It’s been three years, but How People Got Fire is ready for its world premiere at the Available Light Film Festival.

“I started calling it, ‘How People Finally Got Fire’,” says Daniel Janke with a tone of weary fun.

Janke, the writer/composer/director, is better known as a composer of contemporary music and creator of the six-part Northern Town. This is his first animated film and it has actually been a 20-year journey.

“There is this huge history to it,” says Janke. “I heard the story [the First Nations’ telling of how the clever Crow stole fire for mankind] 20 years ago.
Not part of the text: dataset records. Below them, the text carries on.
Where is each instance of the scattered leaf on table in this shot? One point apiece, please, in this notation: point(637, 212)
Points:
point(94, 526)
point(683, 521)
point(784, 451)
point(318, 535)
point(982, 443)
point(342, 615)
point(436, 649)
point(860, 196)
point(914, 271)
“It started out as a radio piece, and then the stage and now film.”

The story is told through charcoal drawings by Chris Auchter.

This story is then weaved through a another story that Janke wrote about 12-year-old Trish, an introspective, talented girl in Carcross. She is drawn to Grandma Kay who tells the story of Crow to children while they sit in her kitchen, eating bannock and drinking tea.

This modern-day narrative is told through rotoscoping (animation traced from live-action), by Jay White.

The stories parallel each other as they weave – a fire burns on Grandma Kay’s stove and Crow seeks fire while the passion for storytelling burns within Grandma Kay.

Indeed, Grandma Kay is based on Elder Kitty Smith, of the Smith family of Kwanlin Dun First Nation, who has told the story of Crow to generations of her people.

“This was a team film,” says Janke, hoping that head-animators Auchter and White get the recognition they deserve.Janke wrote the score for the film and recorded half of it in Toronto, but he also worked with guitarist Jordy Walker here in Whitehorse.

And there are others on this team, too, including the Carcross-Tagish people.

“The story is set in Carcross-Tagish,” says Janke. “It is a beautiful place to shoot.

“I’ve known Carcross-Tagish people for years.”

And, technically, Janke says the world premiere will be in Carcross-Tagish as the film was shown to cast and crew the night before it opens the ALFF Wednesday night, Feb. 18, at 9 p.m., at the Yukon Arts Centre.

The second showing will be Saturday, Feb. 21, during an Animation for Kids event starting at 10:30 a.m.

From here, How People Got Fire will go to Winnipeg in March for the Freeze Frame Festival, a children’s film festival.

“I never thought of it as a children’s film,” says Janke. “But it is.

“I guess I am too close to it.

“I see it as a ‘people’ film.”

The National Film Board is promoting the film and it will soon be available in French.

“This is our home release,” says Janke, “and then we send it off around the world and hope it does well.”